3. Когда Саул услышал это, то онемел от горя, а затем упал в обморок, от которого легко мог бы умереть, потому что на него столь сильно повлияло скорбное предсказание, или даже оттого, что он страшно отощал (за все предшествовавшие сутки он не брал в рот пищи). С трудом приведя его наконец в чувство, женщина стала упрашивать Саула поесть немного, прося об этом, как об единственном вознаграждении за ее труд по вызову тени, труд опасный и предпринятый ею только из чувства страха, при полном неведении, кто такой Саул. Итак, в виде возмездия за свою работу, она просила его лишь присесть к столу и отведать пищи, чтобы подкрепить хоть немного силы и иметь возможность благополучно добраться до своего лагеря. Хотя Саул и отклонил это предложение и в своем унынии положительно отказывался от всякой пищи, она его наконец все-таки уговорила и склонила исполнить ее просьбу. Она была бедна, жила трудом рук своих и имела одного только теленка, которого очень любила и которого вскормила в своем доме. Этого-то именно теленка она теперь зарезала и, зажарив, предложила его мясо Саулу и его слугам.
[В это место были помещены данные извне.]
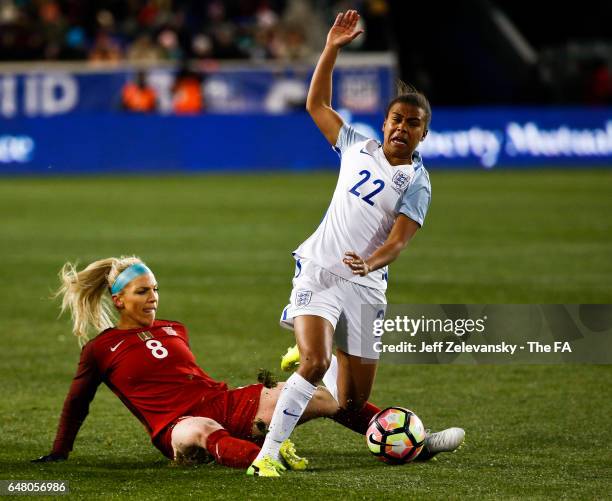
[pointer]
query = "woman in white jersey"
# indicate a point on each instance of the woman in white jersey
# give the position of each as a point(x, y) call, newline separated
point(380, 201)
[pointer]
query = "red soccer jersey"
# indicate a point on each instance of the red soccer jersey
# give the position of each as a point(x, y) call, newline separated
point(152, 370)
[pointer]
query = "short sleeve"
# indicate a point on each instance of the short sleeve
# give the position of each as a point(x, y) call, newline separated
point(347, 137)
point(416, 199)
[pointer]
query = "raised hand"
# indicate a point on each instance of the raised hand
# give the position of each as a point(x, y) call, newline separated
point(344, 30)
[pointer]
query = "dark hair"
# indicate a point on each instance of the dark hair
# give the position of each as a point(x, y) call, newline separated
point(408, 94)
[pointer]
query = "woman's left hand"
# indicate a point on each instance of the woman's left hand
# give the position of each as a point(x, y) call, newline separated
point(356, 264)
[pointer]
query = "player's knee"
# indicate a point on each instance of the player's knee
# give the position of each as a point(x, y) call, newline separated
point(324, 403)
point(192, 432)
point(313, 366)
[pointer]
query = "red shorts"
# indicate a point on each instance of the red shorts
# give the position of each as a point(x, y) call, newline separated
point(235, 410)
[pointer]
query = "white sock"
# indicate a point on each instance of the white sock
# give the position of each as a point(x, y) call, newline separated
point(290, 406)
point(330, 380)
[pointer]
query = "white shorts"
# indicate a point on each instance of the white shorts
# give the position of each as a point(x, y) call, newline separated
point(349, 307)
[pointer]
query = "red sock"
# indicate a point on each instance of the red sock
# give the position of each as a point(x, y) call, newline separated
point(357, 420)
point(230, 451)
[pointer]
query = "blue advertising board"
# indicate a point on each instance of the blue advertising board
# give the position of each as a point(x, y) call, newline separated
point(362, 88)
point(475, 138)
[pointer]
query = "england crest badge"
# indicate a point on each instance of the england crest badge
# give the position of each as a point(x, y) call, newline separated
point(170, 331)
point(302, 298)
point(401, 180)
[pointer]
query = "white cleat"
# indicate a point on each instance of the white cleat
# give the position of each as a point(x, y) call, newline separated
point(448, 440)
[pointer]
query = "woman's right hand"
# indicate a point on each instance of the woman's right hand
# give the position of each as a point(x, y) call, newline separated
point(50, 458)
point(344, 30)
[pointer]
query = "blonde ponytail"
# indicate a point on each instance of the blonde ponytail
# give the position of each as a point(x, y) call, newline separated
point(83, 293)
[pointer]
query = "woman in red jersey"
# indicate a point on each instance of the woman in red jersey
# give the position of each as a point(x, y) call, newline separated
point(149, 365)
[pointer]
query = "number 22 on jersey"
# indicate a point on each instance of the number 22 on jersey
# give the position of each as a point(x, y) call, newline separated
point(365, 176)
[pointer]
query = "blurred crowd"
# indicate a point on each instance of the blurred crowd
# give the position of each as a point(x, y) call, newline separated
point(174, 30)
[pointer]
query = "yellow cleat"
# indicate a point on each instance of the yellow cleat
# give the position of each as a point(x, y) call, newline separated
point(294, 462)
point(266, 467)
point(291, 359)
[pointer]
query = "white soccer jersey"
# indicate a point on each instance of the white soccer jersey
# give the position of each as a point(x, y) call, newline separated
point(369, 195)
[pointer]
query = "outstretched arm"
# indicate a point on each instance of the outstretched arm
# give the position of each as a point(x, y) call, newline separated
point(403, 230)
point(318, 104)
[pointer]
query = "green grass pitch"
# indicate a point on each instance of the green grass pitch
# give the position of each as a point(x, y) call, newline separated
point(220, 246)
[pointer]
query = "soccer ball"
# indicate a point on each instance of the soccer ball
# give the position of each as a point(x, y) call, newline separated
point(395, 435)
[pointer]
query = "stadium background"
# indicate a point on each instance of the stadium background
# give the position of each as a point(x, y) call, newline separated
point(215, 200)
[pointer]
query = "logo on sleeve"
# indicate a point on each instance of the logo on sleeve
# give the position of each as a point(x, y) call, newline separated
point(113, 348)
point(401, 180)
point(302, 298)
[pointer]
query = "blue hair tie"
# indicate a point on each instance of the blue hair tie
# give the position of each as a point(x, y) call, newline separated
point(127, 275)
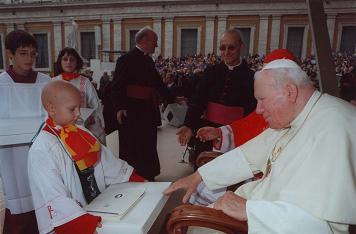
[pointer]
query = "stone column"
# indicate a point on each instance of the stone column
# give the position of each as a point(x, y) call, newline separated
point(117, 37)
point(10, 27)
point(57, 35)
point(157, 26)
point(330, 21)
point(105, 44)
point(221, 29)
point(276, 23)
point(20, 25)
point(209, 34)
point(262, 39)
point(168, 38)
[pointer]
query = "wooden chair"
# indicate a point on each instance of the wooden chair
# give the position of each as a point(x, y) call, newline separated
point(185, 216)
point(205, 157)
point(190, 215)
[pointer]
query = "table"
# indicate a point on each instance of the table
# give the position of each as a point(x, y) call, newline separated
point(140, 219)
point(19, 130)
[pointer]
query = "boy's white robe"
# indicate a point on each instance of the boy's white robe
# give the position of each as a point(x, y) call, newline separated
point(18, 100)
point(54, 181)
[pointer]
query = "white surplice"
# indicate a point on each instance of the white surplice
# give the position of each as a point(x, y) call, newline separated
point(55, 184)
point(91, 100)
point(314, 172)
point(18, 100)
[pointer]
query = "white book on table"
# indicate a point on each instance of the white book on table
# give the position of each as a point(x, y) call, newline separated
point(115, 202)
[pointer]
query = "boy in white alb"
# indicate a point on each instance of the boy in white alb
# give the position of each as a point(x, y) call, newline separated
point(19, 97)
point(68, 167)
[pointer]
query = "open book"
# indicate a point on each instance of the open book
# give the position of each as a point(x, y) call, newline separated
point(115, 202)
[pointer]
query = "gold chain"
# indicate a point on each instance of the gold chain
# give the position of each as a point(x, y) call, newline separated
point(277, 151)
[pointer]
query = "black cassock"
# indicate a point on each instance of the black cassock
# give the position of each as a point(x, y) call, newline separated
point(135, 73)
point(220, 85)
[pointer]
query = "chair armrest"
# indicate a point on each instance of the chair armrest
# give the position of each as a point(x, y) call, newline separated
point(190, 215)
point(205, 157)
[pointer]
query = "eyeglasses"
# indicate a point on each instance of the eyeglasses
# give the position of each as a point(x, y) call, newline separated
point(28, 54)
point(228, 47)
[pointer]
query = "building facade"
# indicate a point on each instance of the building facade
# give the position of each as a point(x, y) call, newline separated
point(104, 28)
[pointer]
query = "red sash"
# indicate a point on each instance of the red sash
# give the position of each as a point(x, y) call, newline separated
point(68, 76)
point(141, 92)
point(221, 114)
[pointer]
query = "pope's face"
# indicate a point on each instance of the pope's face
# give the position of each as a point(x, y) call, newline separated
point(67, 110)
point(272, 101)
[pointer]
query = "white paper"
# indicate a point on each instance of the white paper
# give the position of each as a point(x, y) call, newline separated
point(116, 202)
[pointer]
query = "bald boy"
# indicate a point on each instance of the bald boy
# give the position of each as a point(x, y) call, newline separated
point(68, 167)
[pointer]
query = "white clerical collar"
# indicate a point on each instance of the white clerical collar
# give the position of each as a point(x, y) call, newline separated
point(140, 49)
point(232, 67)
point(280, 63)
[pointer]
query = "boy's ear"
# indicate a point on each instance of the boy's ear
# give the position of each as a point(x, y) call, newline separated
point(292, 91)
point(50, 108)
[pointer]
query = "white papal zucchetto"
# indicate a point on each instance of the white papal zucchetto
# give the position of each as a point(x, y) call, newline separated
point(281, 63)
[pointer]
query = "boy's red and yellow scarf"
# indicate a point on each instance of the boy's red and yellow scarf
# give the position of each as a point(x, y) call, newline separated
point(81, 145)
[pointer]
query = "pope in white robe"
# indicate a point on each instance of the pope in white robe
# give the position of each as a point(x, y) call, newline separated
point(309, 166)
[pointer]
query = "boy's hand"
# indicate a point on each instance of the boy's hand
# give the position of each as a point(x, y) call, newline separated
point(207, 134)
point(120, 115)
point(184, 135)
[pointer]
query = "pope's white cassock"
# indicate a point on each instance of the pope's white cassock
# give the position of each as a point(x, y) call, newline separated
point(18, 100)
point(311, 185)
point(57, 192)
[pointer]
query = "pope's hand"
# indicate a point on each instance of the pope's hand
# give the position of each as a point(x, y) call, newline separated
point(232, 205)
point(120, 115)
point(208, 134)
point(189, 184)
point(184, 135)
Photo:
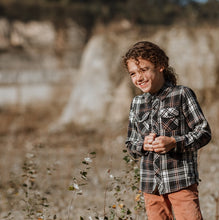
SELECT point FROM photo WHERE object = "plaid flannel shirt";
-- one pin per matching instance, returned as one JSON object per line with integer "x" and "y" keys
{"x": 173, "y": 111}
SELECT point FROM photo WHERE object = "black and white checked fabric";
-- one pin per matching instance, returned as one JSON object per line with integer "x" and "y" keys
{"x": 173, "y": 111}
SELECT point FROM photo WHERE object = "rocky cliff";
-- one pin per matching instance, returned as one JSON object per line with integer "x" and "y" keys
{"x": 100, "y": 88}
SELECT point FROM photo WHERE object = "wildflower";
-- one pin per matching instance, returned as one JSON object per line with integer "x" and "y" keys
{"x": 111, "y": 176}
{"x": 121, "y": 206}
{"x": 137, "y": 198}
{"x": 88, "y": 159}
{"x": 76, "y": 186}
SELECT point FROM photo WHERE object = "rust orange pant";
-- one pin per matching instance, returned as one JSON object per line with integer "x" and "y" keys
{"x": 184, "y": 203}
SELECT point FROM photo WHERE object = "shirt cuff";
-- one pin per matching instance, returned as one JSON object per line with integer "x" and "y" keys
{"x": 180, "y": 144}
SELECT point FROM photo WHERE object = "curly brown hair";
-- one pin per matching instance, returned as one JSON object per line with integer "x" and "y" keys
{"x": 151, "y": 52}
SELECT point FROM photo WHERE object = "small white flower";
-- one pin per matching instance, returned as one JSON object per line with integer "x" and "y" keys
{"x": 88, "y": 159}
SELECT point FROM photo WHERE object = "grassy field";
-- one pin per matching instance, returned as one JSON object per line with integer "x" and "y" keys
{"x": 76, "y": 173}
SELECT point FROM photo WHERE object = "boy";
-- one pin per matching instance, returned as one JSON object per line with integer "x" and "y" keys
{"x": 166, "y": 128}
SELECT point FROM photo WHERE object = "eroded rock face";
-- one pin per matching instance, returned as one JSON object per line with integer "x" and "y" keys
{"x": 96, "y": 97}
{"x": 101, "y": 89}
{"x": 98, "y": 85}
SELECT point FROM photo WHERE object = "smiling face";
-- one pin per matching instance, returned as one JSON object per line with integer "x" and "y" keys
{"x": 145, "y": 75}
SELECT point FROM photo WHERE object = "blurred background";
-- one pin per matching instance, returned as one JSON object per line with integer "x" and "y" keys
{"x": 64, "y": 93}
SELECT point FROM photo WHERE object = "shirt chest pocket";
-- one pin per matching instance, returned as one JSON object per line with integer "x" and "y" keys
{"x": 143, "y": 122}
{"x": 170, "y": 119}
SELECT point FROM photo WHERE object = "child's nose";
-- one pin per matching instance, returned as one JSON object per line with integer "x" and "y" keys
{"x": 139, "y": 77}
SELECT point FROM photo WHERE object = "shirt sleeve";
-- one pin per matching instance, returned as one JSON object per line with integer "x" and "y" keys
{"x": 198, "y": 133}
{"x": 134, "y": 141}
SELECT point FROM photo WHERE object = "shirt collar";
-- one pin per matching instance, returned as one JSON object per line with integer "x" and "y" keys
{"x": 161, "y": 94}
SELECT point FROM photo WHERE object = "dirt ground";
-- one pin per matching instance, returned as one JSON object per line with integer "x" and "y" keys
{"x": 76, "y": 173}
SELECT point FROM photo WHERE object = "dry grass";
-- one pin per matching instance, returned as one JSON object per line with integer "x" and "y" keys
{"x": 37, "y": 168}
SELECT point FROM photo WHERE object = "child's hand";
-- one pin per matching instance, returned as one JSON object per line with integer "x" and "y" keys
{"x": 148, "y": 142}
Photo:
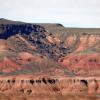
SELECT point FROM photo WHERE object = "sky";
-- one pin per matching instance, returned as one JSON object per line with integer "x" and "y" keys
{"x": 70, "y": 13}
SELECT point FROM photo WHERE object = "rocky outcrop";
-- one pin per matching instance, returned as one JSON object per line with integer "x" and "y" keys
{"x": 46, "y": 85}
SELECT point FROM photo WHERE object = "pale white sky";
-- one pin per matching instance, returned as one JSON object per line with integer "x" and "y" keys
{"x": 70, "y": 13}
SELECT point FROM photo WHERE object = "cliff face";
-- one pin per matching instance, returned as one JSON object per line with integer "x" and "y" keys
{"x": 49, "y": 86}
{"x": 67, "y": 61}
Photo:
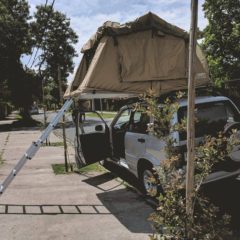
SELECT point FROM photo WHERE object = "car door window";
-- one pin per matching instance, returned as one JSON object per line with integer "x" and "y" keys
{"x": 139, "y": 122}
{"x": 123, "y": 120}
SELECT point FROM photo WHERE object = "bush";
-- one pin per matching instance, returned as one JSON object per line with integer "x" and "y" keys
{"x": 170, "y": 219}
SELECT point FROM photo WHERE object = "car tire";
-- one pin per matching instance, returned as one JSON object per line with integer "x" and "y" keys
{"x": 149, "y": 180}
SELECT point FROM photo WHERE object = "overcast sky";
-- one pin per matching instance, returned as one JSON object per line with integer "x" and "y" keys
{"x": 87, "y": 15}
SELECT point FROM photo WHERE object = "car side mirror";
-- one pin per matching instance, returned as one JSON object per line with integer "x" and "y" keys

Затем Саул отправился в обратный путь и еще тою же ночью прибыл в свой лагерь[615].

4. Здесь будет вполне уместным подчеркнуть доброту и человеколюбие этой женщины; хотя царь запретил и ей занятие гаданием, которым она была бы в состоянии снискать себе лучший заработок и лучше устроить жизнь свою, и хотя она его раньше никогда не видала, она тем не менее не питала к нему злобы за причиненный ей таким запрещением убыток и не только не отказала ему, чужому и совершенно незнакомому ей человеку, но даже почувствовала сострадание к нему и старалась утешить его в постигшем его чрезмерном горе и убеждала его, несмотря на его к этому отвращение, принять несколько пищи, причем охотно предложила ему для этого единственное, что имелось в ее убогом доме. Все это сделала она с чрезвычайной готовностью, нисколько не рассчитывая ни на какое за то вознаграждение и не стараясь снискать тем благоволение царя на будущее время, потому что слышала, что ему придется скоро умереть. Так поступила она вопреки обычаю других людей, которые оказывают услуги либо в расчете получить воздаяние за это, либо в уповании на возможность как-нибудь иначе иметь выгоду от своего образа действий в настоящую минуту. Поэтому поступок этой женщины заслуживает полного сочувствия, и хорошо, если, по ее примеру, мы станем оказывать поддержку всем, кто впал в стесненное, бедственное положение. Нет ничего лучшего и более человечного, чем этот ее поступок, и ничем мы не смогли бы снискать себе большего благоволения и расположения со стороны Господа Бога.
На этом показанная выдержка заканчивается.